ある日西田が支払いに来た時に、窓を開けて下を見ると、西田の乗ってる軽四があった。後部座席にダンボールや荷物の入った袋が見えた。なるほど、車で寝てるっぽいな。まだ嫁入り前だというのに、これはどうしたもんかねぇ。家に帰ってないのは状況からしてわかるが、さすがに年頃の女性がこういった生活をするのは、なんとなく闇を感じるな。




そうこうしてるうちに西田は5件ほど借り入れるに至った。総額で言えば150万ってとこかな。しかもそこに至るまでには2ヵ月経っていない。店長とも相談の上、早めに括った方がいいだろうということになった。あとはチャンスを待つだけである。




意外とそのチャンスは早く訪れた。ウチは基本17時までの支払いが原則である。17時を過ぎて支払いする場合は、前もって連絡することを義務付けている。もちろん連絡せずに1秒でも過ぎると、全額返済の憂き目に会う。一つ言わせてもらうなら、全額回収するのも、見逃して明日からはちゃんと払いに来てねというのも、こちらの胸三寸である。




西田はその日、時間を15分ほど遅れて支払いに来た。西田本人はそこまで大ごとになるとは思っていなかったらしくて狼狽していたが、その辺は一つ一つ噛み砕いて説明していった。そして全額返済を迫ったのである。母親には言えない、兄たちにも言えない。そう言ってその後は黙ってしまった。黙ってりゃ済むと思ってんのかねぇ。そんな中、店長が妥協案を出した。




じゃあ保証人を1人入れてもらえるかな?第三者の保証人。それが今いないなら身内でもいいけど、一週間以内に差し替えること。それが過ぎると、悪いけど母親に話しにいく。自分がどういう立場に立ってるか、よく考えて返事してね。




そういうと店長は裏に引っ込んだ。身内ってのはおそらく弟のことを差すんだろうけど、それを一週間で差し替えかぁ。おぼろげながら理由は見えてきた。そうさせる原因は西田の母親にある。西田の母親はある村の村会議員である。つまり地元では絶大なる力を持ってる可能性がある。そのツテで潰されてはかなわんという店長なりのヨミかな。事実地図で見る限り、西田の実家は敷地が広い。土建屋やってるからってのもあるんだろうけど、田舎に建ててるとはいえ、周囲の家に比べたらべらぼうに広いのである。まぁ現地を見てないので、想像するしかないのだが、田畑が広いってのならまだわかるんだけど、家の敷地が広いってのはちょっと気を付ける部分ではあるな。

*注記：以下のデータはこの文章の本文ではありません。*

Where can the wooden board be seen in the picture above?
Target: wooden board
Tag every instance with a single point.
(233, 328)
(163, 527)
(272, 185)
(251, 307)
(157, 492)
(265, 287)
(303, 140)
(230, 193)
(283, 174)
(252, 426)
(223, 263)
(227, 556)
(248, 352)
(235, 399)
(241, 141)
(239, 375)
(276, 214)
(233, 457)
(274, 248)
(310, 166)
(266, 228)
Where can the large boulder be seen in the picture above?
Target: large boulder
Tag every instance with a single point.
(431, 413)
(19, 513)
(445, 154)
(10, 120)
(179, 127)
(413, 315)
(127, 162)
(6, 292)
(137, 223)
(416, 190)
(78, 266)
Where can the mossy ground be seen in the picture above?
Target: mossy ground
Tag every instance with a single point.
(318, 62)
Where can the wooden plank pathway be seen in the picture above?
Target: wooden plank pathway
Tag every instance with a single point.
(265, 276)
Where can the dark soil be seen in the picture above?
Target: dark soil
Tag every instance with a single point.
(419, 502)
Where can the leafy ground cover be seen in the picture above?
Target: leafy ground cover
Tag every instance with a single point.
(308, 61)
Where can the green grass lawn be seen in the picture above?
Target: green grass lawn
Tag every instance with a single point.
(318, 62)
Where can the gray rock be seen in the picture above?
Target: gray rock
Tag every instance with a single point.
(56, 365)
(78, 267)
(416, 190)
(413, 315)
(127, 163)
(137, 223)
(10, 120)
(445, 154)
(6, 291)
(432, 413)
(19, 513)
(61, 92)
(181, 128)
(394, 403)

結局西田は弟に話して、保証人になってもらうこととなった。弟は通ってる大学の近所で一人暮らしをしてるみたいだ。西田も弟の前だけでは偉そうに出来ると言ってるから、まぁ話しやすいんだろう。んじゃ車出してきますと店長に言ったら、西田の車で行けと言われた。嫌ですと即答しそうになったが、それを言える雰囲気ではないので、仕方なしに西田の車で行くこととなった。まぁ会社の車で行くと、うるさい部分もあるからなぁ。後でモノ言えるようにはしとかないとね。




どの家のどんな車でも独特の匂いがある。西田の車の助手席のドアを開けた瞬間、ムワーっと匂いがしてきた。何とも言えないスッパイ系の匂いだ。後部座席には段ボールなどの荷物がいっぱい。その足元にはコンビニ飯やほか弁の残骸。俺の部屋もそこまでキレイとは思わんけど、これはひどすぎるな。これで彼氏とかいたらビックリするわ。西田は無造作に助手席に置かれていた服を、後部座席に放り投げてどうぞと言うが、現地着くまでに俺がリバースしないか、そっちの方が気になるレベルである。俺は助手席に乗り込むなり、窓を全開にした。この拷問じみた感じで、片道30分のドライブである。




弟の住まいまでいく道中にいろいろ話を聞いてみた。どうしてこれだけ借金してるのかを。借りに来た理由と同じことを言ってはいたが、それで納得するほど、俺は素直じゃないしね。家にも帰ってないんじゃない?と聞いても、準備が忙しくってと平気で嘘とわかる言い訳をしてきた。こいつ人間的には信用出来んな。タバコを吸っていいかと聞いて了承してもらったので、現地に着くまでずっとタバコを何本も吸ってたわ。